RECORTES DE LEMBRANÇAS


            Segundo Domingo de Agosto: Dia dos Pais, de Natinho e de tantos outros.

Ao longo de nossas vidas, muitos fatos, porque considerados insignificantes, passam despercebidos, até que o tempo os resgate, com tempero de sabor e saber, revelando-nos seus encantos, suas belezas.

Como cada ser humano escreve a própria história, ela se torna importante justamente por isso: é ali que o indivíduo se torna ator principal - e não mero coadjuvante – e é ali onde ele aparece em primeiro lugar nos créditos da trama de sua existência.

Não sei se você já parou para pensar nisso, como sua trajetória de vida tem uma beleza única, por mais simples e insignificante que possa parecer aos outros. Porque ela é a sua história e foi você quem a construiu.

De repente, começo a pensar na história de minha própria vida; em especial, com lembranças de meus pais. E começo a descobrir coisas extraordinárias, que ficaram encobertas por tanto tempo. Resgatá-las não significa somente um prazer para mim: é um convite que lhe faço para que você também refaça seu caminhar pela vida, recuperando valores que, muitas vezes, se perderam com o tempo. Quem sabe, isso não venha a dar um colorido novo para sua existência?

Meus pais eram pobres e viveram em uma cidade onde a separação de classes era muito acentuada, ao ponto de determinar normas para o linguajar das pessoas. Tanto é assim que eu só tinha o direito de lhes chamar de “pai” e “mãe”. Tinha vontade de dizer “papai” e “mamãe”, mas esse era um privilégio de crianças ricas.

Quando se casaram, estavam somando estranhas coincidências, prenúncio de uma relação feliz por longos e longos anos. Ela tinha sobrenome Ferreira; ele, Vieira – os dois tipicamente portugueses, com certeza. Minha mãe se chamava Leonina e meu pai, Cincinato – dois nomes latinos. Seus nomes completos de casados perfazem, cada um, 21 letras.

Meu pai era padeiro de profissão, mas a lembrança que tenho dele era como dono de bar.
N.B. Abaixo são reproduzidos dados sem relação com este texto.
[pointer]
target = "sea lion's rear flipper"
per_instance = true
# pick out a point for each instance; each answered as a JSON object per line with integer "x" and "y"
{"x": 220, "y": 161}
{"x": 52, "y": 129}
Ainda sinto aquele cheirinho gostoso de cachaça em tonéis guardados em um quartinho, quando ele ia até lá encher garrafas; tal aroma se acentuava ainda mais quando minha mãe cuidava de fazer licores, doces de leite e almôndegas, tudo para ser vendido no bar. Eu, como filho caçula, rapa do tacho – expressão que usavam - sempre acompanhava meu pai, depois do almoço, na volta ao trabalho. Lembro-me de que ele tinha um corrente e que tinha o costume de girá-la no dedo. Eu também quis ter a minha. Assim, subíamos juntos a Rua do Beco, cada um girando a sua corrente. Não sei bem se eu o ajudava de alguma maneira lá no bar. Sei que, então, os maços de cigarro vinham em caixas grandes e eu tinha o costume de entrar nessas caixas e ficar cantando. Quero dizer que fui um precursor da música ao vivo, só que me esqueci de registrar patente. Também não me lembro se meu canto atraía ou afugentava os fregueses.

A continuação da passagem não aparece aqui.